Green was a student at Virginia Union University when he answered a call to students on Southern campuses to become Freedom Riders. He made it as far as Jackson, where he was arrested on June 7, 1961. He and other Freedom Riders were transferred to the infamous Mississippi State Penitentiary at Parchman, a place known for its brutality.

He met Farmer at Parchman, and recalls his booming singing voice.

“It was the music that kept us going,” he said in a telephone interview. “He was a committed, dedicated, tenacious individual.”

Farmer was a history and American studies professor at Mary Washington from 1985 to 1998, the same year President Clinton awarded him the Presidential Medal of Freedom. He died in 1999 at the age of 79.

Green, now 71 and retired from the ministry, says the anniversary gives him a chance to look back and see what progress the nation has made since the summer of the Freedom Rides. He also says he’s getting a chance to reconnect with other Freedom Riders and meet some of them for the first time.

“It also gives you an opportunity to say, ‘But for the grace of God,’ ” he said. “Where would we be as a nation had it not been for these courageous individuals, rich, poor, Black, and White?”

Mulholland, now 69 and still living in Arlington, Va., where she grew up, joined the Freedom Riders after a colleague of hers was arrested during the initial ride. She was arrested June 8 in Jackson, spent about two weeks in the local jail, then spent the rest of the summer at Parchman.

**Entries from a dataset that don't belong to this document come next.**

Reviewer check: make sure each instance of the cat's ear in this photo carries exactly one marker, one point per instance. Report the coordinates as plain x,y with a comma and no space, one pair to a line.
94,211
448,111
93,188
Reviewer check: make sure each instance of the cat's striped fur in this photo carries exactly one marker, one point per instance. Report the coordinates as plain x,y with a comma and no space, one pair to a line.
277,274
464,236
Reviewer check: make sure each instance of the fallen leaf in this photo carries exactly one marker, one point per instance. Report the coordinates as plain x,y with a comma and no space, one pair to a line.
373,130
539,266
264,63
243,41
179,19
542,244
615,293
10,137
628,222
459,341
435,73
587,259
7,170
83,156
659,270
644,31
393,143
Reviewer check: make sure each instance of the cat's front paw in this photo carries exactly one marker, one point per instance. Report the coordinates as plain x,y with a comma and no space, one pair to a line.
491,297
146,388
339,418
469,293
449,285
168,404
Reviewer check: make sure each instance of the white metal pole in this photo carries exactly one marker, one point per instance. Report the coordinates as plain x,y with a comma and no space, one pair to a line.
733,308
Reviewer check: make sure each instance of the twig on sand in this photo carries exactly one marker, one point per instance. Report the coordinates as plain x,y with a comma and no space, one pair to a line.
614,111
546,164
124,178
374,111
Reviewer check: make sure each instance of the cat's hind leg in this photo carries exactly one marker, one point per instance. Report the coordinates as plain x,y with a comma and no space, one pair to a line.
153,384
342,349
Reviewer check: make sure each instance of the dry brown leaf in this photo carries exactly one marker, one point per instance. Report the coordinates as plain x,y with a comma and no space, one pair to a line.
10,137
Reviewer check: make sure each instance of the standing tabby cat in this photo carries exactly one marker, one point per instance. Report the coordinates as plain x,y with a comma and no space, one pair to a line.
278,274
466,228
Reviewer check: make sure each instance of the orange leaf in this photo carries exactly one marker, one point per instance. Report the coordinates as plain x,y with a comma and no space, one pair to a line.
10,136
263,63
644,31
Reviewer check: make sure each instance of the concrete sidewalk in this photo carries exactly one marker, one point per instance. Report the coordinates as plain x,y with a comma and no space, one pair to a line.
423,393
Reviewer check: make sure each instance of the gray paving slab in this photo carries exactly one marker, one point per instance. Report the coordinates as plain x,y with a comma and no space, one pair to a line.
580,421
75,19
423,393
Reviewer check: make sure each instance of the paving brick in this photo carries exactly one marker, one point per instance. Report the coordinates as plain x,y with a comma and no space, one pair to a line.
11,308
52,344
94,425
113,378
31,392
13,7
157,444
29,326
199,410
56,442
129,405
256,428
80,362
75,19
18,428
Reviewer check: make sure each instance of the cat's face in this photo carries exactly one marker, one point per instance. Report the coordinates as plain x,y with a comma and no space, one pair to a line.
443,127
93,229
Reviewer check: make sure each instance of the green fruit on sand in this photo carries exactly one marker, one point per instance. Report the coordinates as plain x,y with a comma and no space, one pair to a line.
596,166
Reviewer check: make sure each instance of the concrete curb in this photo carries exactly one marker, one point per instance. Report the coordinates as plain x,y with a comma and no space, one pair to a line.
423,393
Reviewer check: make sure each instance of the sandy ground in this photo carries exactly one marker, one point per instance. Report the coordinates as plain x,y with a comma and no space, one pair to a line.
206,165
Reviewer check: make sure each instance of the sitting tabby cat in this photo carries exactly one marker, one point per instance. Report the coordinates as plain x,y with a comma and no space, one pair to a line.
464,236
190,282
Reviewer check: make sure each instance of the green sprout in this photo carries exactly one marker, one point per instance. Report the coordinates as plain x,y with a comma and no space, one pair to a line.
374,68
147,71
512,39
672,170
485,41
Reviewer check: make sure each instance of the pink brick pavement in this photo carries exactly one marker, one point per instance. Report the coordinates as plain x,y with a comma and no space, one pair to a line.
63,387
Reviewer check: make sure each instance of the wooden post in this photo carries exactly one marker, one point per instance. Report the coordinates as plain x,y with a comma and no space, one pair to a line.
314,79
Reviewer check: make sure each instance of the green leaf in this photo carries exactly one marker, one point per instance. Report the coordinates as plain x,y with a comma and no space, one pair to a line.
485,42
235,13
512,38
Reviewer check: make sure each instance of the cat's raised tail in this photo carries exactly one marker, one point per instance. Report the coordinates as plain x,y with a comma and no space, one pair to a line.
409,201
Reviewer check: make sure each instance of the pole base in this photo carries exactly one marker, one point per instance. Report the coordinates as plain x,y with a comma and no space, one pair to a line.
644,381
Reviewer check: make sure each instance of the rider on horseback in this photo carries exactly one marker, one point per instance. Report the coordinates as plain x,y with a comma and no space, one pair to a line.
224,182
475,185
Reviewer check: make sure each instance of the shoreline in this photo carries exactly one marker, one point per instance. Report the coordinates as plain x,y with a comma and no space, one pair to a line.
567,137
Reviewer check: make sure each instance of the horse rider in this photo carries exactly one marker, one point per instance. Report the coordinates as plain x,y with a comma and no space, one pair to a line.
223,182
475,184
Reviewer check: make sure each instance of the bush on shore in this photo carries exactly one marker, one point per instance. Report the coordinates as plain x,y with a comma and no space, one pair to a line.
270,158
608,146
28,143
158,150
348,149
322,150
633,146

Her mother wrote warden Fred Jones a letter asking if she could send some medicine to her daughter. He wrote back to her that she could, and questioned her parenting.

“What I cannot understand is why as a mother you permitted a minor White girl to gang up with a bunch of Negro bucks and White hoodlums to ramble over this country with the express purpose of violating the laws of certain states and attempting to incite acts of violence,” Jones wrote in a letter, which appears in the book “Breach of Peace: Portraits of the 1961 Freedom Riders,” by photojournalist Eric Etheridge.

Mulholland noted that her mother, a native of rural Georgia, vehemently opposed her efforts and nearly disowned her.

“What got me into the movement was my understanding of Christianity, to love my neighbor as myself, do unto others as you would have done to you, all those teachings of the brotherhood of man,’” Mulholland said in an interview. 

“We weren’t doing it, and I felt as a Southerner, we should work to improve things and live up to our religious teachings,” she said.